The addition of neoadjuvant durvalumab (Imfinzi) to stereotactic body radiotherapy evoked major pathological responses compared with durvalumab alone in patients with early-stage non-small-cell lung cancer (NSCLC), according to results from a phase 2 trial.

In the single-center, open-label, randomized, controlled, phase 2 trial (NCT02904954), 16 out of 30 patients treated with neoadjuvant durvalumab following stereotactic body radiotherapy demonstrated significant pathological responses, including 8 patients who achieved a complete pathological response. In contrast, only 2 out of 30 patients in the durvalumab monotherapy group reported major pathological responses.

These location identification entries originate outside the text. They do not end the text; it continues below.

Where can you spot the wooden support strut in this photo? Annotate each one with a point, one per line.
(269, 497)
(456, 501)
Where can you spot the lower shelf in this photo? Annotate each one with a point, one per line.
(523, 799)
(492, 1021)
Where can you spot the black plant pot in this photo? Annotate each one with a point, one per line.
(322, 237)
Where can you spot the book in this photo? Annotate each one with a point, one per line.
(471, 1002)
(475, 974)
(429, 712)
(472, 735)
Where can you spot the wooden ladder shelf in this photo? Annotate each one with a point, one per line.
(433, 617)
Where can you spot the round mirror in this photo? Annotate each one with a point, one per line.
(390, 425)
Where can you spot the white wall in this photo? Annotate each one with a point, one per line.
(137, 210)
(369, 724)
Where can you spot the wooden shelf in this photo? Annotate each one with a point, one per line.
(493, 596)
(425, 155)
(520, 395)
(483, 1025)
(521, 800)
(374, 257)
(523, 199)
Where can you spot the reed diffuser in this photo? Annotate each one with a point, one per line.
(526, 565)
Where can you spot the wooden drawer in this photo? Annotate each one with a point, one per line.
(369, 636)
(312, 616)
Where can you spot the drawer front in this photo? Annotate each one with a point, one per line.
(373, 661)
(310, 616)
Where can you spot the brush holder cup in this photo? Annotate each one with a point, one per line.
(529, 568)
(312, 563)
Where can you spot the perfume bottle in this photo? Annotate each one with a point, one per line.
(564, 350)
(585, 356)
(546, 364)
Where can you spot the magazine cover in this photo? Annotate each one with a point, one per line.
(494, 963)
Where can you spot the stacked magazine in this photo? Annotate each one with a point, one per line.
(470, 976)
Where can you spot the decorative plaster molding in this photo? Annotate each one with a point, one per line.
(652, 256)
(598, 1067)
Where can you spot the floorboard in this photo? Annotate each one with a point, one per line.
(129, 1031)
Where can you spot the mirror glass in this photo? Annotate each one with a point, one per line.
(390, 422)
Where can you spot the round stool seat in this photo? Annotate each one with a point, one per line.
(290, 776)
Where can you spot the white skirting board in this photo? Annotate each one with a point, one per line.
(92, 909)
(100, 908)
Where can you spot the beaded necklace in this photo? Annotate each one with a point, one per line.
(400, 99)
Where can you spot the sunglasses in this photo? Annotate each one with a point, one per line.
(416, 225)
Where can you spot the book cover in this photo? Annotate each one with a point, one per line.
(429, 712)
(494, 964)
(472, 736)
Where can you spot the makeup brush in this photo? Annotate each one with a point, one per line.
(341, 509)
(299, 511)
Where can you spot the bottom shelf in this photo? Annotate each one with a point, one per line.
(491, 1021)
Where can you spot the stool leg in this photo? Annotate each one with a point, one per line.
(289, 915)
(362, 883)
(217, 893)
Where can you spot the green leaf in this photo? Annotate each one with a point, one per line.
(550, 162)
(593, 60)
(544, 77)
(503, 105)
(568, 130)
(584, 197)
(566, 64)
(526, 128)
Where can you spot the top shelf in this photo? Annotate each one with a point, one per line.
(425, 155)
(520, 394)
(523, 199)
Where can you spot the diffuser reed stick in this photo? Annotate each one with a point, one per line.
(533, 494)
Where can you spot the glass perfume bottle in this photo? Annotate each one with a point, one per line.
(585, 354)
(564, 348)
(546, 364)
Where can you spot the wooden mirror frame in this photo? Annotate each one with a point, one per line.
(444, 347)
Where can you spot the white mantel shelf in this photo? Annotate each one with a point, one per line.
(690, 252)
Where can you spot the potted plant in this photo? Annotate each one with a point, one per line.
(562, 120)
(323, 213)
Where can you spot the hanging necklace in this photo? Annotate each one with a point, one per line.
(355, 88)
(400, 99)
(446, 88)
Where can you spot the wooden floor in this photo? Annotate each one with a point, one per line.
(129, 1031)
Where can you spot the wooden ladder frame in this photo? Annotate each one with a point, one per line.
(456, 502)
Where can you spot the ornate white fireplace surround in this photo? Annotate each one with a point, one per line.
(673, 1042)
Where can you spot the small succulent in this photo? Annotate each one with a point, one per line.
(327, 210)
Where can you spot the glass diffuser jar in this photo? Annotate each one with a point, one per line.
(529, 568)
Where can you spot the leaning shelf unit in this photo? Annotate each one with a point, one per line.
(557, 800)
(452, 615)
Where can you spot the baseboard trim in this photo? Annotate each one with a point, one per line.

There were no dose reductions or interruptions reported within a cycle. Three patients (10%) in the neoadjuvant therapy group reported immune-related adverse events (AE). The second cycle of durvalumab for these patients was withheld as a response. These patients reported grade 3 hepatitis, grade 2 pancreatitis, and grade 3 fatigue and thrombocytopaenia.

Furthermore, 5 (17%) patients in the monotherapy group and 6 (20%) in the neoadjuvant therapy group reported grade 3 to 4 AEss, the most common being hyponatraemia and hyperlipasaeima.

No deaths, treatment-related or otherwise, were reported within the 30 days following surgery.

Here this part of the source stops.